I am searching for an elegant solution for multiplying each i-th row of the matrix by the corresponding i-th value of the vector (element-wise). This can be done by iterating the rows of the matrix and the vector of scalars at the same time (as illustrated in the code snippet below) - but I am wondering whether there is a more elegant solution to that (perhaps using NDArray methods).

def normalise(matrix):
  norm_c = 1.00 / matrix.sum(axis=1)
  for i in range(len(matrix)):
    matrix[i] = matrix[i] * norm_c[i]
  return matrix

The problem popped out when I was writing a code to check if values in each row are summing up to 1. If they don't, we can simply obtain a scalar which would allow us to rescale each row correspondingly by one-liner:

norm_c = 1.00 / matrix.sum(axis=1)

Which will return an array of length equal to the number of rows in the original matrix. However, to rescale the original matrix, we must perform a scalar * array multiplication:

for i in range(len(matrix)):
  matrix[i] = matrix[i] * norm_c[i]

However, I feel that there must be a more elegant solution to that problem - one which does not require employing a basic for a loop - but I can't just fine one.

CodePudding user response：

You can use plain broadcasting

matrix / matrix.sum(axis=1)[:, None]

or alternatively the maybe more intuitive einsum:

np.einsum('ij,i->ij', matrix, 1/matrix.sum(axis=1))

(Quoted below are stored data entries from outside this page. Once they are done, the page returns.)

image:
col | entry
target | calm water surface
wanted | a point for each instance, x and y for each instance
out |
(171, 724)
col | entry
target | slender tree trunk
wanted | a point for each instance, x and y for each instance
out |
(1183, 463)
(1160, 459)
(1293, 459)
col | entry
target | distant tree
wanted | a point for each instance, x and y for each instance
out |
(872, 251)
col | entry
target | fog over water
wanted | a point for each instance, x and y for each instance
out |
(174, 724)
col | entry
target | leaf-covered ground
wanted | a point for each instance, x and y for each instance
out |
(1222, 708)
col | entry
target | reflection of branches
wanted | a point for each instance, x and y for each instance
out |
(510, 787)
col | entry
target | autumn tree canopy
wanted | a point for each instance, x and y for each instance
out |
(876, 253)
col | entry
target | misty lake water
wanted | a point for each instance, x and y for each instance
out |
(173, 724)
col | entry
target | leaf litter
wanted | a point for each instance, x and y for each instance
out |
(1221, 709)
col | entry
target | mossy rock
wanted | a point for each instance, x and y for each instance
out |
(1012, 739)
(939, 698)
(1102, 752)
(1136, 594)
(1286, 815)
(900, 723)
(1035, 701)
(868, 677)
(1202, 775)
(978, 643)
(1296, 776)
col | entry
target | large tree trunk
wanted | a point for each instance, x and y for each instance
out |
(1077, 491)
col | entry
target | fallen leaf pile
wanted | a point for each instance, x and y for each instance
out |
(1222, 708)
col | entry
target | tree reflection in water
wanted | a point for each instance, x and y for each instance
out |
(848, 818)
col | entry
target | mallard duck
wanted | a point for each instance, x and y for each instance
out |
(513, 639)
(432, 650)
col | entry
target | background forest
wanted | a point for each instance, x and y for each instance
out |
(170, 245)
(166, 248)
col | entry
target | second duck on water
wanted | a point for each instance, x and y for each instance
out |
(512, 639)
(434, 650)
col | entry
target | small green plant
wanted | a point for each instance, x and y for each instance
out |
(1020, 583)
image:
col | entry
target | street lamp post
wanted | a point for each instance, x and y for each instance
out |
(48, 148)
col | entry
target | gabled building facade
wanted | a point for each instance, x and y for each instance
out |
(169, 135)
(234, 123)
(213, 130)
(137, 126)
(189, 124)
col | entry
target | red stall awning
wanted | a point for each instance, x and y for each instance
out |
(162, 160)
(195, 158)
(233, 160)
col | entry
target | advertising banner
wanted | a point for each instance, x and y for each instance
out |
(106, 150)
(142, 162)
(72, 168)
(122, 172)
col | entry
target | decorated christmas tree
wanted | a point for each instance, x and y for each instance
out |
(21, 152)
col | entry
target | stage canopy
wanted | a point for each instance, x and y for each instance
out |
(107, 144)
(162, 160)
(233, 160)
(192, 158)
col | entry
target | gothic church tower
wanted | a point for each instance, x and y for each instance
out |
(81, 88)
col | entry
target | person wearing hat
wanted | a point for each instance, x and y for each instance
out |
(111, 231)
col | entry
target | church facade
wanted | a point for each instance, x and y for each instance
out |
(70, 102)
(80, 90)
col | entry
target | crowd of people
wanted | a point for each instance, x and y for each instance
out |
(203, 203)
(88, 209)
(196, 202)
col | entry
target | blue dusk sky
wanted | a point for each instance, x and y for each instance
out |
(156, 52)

CodePudding user response：

Thank you for answering! I forgot that the matrix.sum(axis=1) will yield an array of a shape (m,) not (m, 1) -> thus, broadcasting failed in the case when the (n, m) matrix was multiplied by the (n,) array. Thus, the solution provided by @flawr works perfectly, as the array is correctly broadcasted to each of the rows (without raising the broadcasting error).